Failed to Restart a Container
If container hook takes a long time, and containerd is forcibly killed during container startup, the container start operation may fail. When containerd is forcibly killed during container startup, an error is returned for the Docker start operation. After containerd is restarted, the last startup may still be in the runc create execution phase (executing the user-defined hook may take a long time). If you run the docker start command again to start the container, the following error message may be displayed:
Error response from daemon: oci runtime error: container with id exists: xxxxxx
This error is caused by running runc create on an existing container (or being created). After the runc create operation corresponding to the first start operation is complete, the docker start command can be successfully executed.
The execution of hook is not controlled by Docker. In this case, if the container is recycled, the containerd process may be suspended when an unknown hook program is executed. In addition, the risk is controllable (although the creation of the current container is affected in a short period).
- After the first operation is complete, the container can be successfully started again.
- Generally, a new container is created after the container fails to be started. The container that fails to be started cannot be reused.

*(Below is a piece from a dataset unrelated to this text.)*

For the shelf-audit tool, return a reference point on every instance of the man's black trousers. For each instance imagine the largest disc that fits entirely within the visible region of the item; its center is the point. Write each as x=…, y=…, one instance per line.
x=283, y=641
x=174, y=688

In conclusion, this problem has a constraint on scenarios.
Failed to Restart the Docker Service
The Docker service cannot be restarted properly due to frequent startup in a short period The Docker system service is monitored by systemd. If the Docker service is restarted for more than five times within 10s, the systemd service detects the abnormal startup. Therefore, the Docker service is disabled. Docker can respond to the restart command and be normally restarted only when the next period of 10s starts.
Impact of System Power-off
When a system is unexpectedly powered off or system panic occurs, Docker daemon status may not be updated to the disk in time. As a result, Docker daemon is abnormal after the system is restarted. The possible problems include but are not limited to the following:
- A container is created before the power-off. After the restart, the container is not displayed when the docker ps –a command is run, as the file status of the container is not updated to the disk. As a result, daemon cannot obtain the container status after the restart.
- Before the system power-off, a file is being written. After daemon is restarted, the file format is incorrect or the file content is incomplete. As a result, loading fails.
- As Docker database (DB) will be damaged during power-off, all DB files in data-root will be deleted during node restart. Therefore, the following information created before the restart will be deleted after the restart:
Network: Resources created through Docker network will be deleted after the node is restarted.
Volume: Resources created through Docker volume will be deleted after the node is restarted.
Cache construction: The cache construction information will be deleted after the node is restarted.
Metadata stored in containerd: Metadata stored in containerd will be recreated when a container is started. Therefore, the metadata stored in containerd will be deleted when the node is restarted.
NOTE:
If you want to manually clear data and restore the environment, you can set the environment variable DISABLE_CRASH_FILES_DELETE to true to disable the function of clearing DB files when the daemon process is restarted due to power-off.